Tuesday, November 3, 2020

Finding Oneself Again. . .

 


So many memories. . .  I can scarcely believe that five years has passed since Cooking for Adventurers hit the press.  Now that I'm finally finding the time to work on Cat Hair in the Coffee Maker, I seem to have that old feeling, again. It's been so long since I've found the time to write anything meaningful that I'd almost forgotten what it meant to me. The simple act of putting written word to the page has, for as long as I can remember, been my chosen method of communication. It is, for lack of better terminology, the chief expression of my soul.

By the time I had done any meaningful work to CfA, we had been living in our current home for nearly five years. Sure, I had been working on the book for a while before, but in short bursts of productivity--mostly organizing recipes and jotting down the odd thought or two as they randomly appeared in my brain. It wasn't until we got to this spot that everything finally started to gel into a stream of consciousness that would become the guide that I had wanted. I would spend my days off from work traveling about the parks and boreal forests of the area cooking in the wilderness and taking photos. Along the way, I even made a pretty nice hobo stove and alcohol burner, though its use never found its way into the book. Much of my free time was either spent working on its writing, or finding adventures to increase its depth.

And the stories!

I actually wish I had put more stories in CfA. Though I wrote it to sound more like a story book than an actual cookbook, giving depth to the recipes and methods through the experiences that birthed them gives relevance to the book's existence. Learning how to cook bacon from a roving band of backpackers is all well and good, but the memory of Travis and I warming ourselves in the steam from our campfire-baked potatoes always brings a smile. Perhaps in the next book, I'll tell the story of the picture on the cover, when we got ourselves a little deeper into the Porcupine Mountains than we had originally intended. I'll definitely tack in the story of how my dad and uncle went out frog gigging, and managed to shoot a boat.

We will actually be in a different house by the time I am ready to put the next book to press. We are in the process of remodeling it, room by room, to make it totally ours. Kim and I never got the chance to build the house we wanted, but this will be the next best thing. We've done a finished basement before, and some interior design, but nothing quite as encompassing as this. We didn't settle into our current house so much as a family, but more along the lines of an invading army. We have beaten it into something that suits our needs, with work done to the kitchen and bathroom mostly, but that was about it. Cat Hair in the Coffee Maker will include an entire chapter on the kitchen remodel, in the hopes that mistakes I make will help others in similar circumstances suffer a bit less.

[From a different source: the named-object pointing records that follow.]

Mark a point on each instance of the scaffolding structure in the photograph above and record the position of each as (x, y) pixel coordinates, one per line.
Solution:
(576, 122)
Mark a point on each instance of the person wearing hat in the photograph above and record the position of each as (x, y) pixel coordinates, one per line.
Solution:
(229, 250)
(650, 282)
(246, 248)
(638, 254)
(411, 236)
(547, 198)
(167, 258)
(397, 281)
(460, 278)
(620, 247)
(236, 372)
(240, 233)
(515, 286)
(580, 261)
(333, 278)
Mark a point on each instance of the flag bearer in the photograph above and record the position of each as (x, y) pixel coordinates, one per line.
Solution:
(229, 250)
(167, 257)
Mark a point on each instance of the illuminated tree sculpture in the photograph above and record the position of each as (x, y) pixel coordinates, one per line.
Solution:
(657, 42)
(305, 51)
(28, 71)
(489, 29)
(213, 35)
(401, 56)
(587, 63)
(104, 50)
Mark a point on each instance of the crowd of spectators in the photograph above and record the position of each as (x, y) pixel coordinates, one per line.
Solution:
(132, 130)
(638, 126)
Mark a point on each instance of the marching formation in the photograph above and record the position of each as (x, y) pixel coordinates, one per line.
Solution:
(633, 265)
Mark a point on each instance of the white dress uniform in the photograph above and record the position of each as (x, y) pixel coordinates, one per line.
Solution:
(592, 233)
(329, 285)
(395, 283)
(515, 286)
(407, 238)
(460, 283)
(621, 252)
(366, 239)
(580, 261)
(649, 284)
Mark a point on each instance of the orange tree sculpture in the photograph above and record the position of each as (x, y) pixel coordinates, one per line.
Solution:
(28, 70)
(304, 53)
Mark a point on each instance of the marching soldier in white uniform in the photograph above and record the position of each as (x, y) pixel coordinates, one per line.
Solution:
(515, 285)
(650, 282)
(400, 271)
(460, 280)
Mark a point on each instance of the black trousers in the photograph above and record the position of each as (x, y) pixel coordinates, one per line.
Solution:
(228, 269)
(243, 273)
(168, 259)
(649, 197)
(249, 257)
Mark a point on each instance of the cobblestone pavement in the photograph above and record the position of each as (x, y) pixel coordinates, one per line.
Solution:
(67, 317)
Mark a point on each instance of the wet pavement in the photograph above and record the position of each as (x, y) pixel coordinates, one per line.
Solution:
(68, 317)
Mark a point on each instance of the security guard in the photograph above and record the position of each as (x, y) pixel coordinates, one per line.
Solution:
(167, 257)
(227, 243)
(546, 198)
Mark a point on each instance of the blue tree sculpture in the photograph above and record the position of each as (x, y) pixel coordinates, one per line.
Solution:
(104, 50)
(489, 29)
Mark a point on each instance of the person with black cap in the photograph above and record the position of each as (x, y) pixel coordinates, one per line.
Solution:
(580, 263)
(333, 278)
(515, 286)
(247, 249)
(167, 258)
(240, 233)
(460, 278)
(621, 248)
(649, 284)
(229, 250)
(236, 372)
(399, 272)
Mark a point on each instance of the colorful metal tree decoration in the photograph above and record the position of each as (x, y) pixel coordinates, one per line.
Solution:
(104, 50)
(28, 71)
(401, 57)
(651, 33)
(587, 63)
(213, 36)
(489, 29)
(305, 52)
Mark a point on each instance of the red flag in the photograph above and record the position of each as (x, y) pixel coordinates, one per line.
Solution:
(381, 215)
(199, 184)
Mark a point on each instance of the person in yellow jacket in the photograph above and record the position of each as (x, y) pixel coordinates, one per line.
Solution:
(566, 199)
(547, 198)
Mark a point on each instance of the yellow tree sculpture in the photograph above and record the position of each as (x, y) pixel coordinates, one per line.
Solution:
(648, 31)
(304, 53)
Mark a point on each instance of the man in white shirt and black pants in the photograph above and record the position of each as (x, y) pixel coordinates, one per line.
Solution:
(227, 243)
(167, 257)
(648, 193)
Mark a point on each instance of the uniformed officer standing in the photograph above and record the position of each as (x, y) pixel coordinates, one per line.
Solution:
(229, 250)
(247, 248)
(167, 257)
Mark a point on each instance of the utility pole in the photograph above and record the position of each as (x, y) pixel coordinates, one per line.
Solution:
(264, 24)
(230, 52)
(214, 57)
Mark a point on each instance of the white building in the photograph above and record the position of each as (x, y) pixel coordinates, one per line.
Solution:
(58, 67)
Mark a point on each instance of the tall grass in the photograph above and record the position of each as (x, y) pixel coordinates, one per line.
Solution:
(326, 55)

This is, if you'll pardon the obvious pun, a new chapter for me. The last five years have been a roller coaster-- changing jobs, building a workshop, moving the workshop, the constant chaos of four kids moving through school, the oldest going to college and the second moving across the planet with the Army, issues with a publisher that could care less and of course, losing dad in 2019. I may have lost myself along the way. My mantra has always been "we are all adventurers". Somewhere, I lost myself in the work and had forgotten to look for that adventure. I still have two kids in the house, and a lot of opportunity ahead--who's with me?